# OEM extended battery charging time



## stearic (Jul 11, 2011)

Just curious, how long is it taking you guys with the OEM battery to charge? I'm not sure what's with mine, but i know something isn't right as i put it on the charger at 1am at 14% or so, woke up at 7:30am to see it only at 50%. Only thing i've done in the past few days has been change to the new Roboto font and install the font changing program to do so. Only thing i can think of that i "changed" in the past few days.

Anything think of anything that i can do to fix this?

Running CM 7.1.1 with imoseyon 3.9.2 kernel.


----------



## Mustang302LX (Jun 28, 2011)

Same thing for me setup wise except newer kernel and my extended charges fast.

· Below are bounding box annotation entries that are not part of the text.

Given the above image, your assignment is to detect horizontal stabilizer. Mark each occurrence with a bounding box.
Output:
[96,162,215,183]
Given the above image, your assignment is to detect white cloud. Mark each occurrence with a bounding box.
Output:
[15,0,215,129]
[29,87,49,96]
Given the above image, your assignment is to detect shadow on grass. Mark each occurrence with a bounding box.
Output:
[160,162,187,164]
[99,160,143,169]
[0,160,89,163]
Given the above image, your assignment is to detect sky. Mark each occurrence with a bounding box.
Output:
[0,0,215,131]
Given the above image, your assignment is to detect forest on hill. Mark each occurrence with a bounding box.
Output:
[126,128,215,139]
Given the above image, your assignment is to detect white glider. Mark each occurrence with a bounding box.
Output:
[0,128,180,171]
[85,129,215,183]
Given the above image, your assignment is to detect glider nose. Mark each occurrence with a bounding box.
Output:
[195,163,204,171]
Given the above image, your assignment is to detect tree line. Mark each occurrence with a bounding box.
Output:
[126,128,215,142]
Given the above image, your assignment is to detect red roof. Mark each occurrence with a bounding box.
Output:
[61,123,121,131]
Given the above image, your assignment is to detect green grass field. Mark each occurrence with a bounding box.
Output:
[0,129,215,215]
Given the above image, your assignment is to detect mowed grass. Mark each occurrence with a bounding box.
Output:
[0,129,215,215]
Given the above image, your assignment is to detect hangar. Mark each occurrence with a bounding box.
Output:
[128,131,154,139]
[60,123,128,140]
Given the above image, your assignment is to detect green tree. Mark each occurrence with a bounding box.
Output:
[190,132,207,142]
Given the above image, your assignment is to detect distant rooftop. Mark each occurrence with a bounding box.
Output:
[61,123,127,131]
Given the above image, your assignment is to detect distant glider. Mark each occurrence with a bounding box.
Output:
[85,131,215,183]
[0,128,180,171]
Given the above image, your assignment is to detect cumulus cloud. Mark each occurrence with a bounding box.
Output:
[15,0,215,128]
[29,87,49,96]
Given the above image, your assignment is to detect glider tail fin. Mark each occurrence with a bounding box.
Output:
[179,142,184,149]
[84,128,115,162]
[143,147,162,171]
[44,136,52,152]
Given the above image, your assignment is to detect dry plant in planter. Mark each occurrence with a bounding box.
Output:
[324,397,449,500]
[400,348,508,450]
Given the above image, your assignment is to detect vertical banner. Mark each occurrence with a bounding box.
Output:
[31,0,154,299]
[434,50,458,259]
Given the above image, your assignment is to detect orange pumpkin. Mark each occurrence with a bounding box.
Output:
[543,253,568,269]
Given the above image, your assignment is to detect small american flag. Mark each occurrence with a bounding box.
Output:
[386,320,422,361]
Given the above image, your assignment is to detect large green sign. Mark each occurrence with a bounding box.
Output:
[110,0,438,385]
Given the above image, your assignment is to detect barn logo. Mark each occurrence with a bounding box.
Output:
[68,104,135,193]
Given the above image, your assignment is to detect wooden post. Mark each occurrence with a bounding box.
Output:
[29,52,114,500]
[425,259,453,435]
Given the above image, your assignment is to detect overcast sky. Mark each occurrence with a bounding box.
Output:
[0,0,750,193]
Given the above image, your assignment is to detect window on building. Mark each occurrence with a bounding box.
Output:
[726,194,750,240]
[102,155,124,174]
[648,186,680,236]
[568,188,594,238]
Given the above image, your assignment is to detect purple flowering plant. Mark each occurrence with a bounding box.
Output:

Sent from my Thunderbolt running CyanogenMod 7 using the Tapatalk app.


----------



## dvgb173 (Jun 8, 2011)

Put mine on charger at 11pm - usually in 10-20% range.
By 7am it is at 100%.
I've had this battery about 2 weeks.

DougB.


----------



## cbizzle (Jul 19, 2011)

"dvgb173 said:


> Put mine on charger at 11pm - usually in 10-20% range.
> By 7am it is at 100%.
> I've had this battery about 2 weeks.
> 
> DougB.


Yea 0000 to 0600 charges full from 40% or so


----------



## mlpjunior (Aug 27, 2011)

I have experienced this on CM7 as well, and it is a kernel issue. Some kernels have "slow charging" enabled throughout the charging range, rather than just the top end (i.e. from 95-100%). Look into custom kernels that are compatible with CM7. Note: Factory reset is not necessary when flashing a new kernel.


----------



## swieder (Oct 13, 2011)

I had a problem with slow charging and traced the problem to a bad AC transformer. I used the Battery Monitor Widget to see how much current was being pulled while the phone charges.

Instead of 700+ mA I was only getting 200 mA which pointed to a weak AC transformer.


----------



## stearic (Jul 11, 2011)

It's weird. I rebooted and everything is back to being normal charging.


----------



## bamaredwingsfan (Jun 9, 2011)

Could someone post a link to the oem extended batteries. I need to get one, but im not sure of a good place to get one from.


----------



## nhat (Aug 21, 2011)

takes 3-4hrs to charge the oem extended battery from 20% to 100% for me.

http://store.androidcentral.com/htc-2750mah-extended-battery-w-door/8A37A7975.htm


----------



## stearic (Jul 11, 2011)

you can also still (afaik) buy the oem extended for 1/2 price directly from verizon.


----------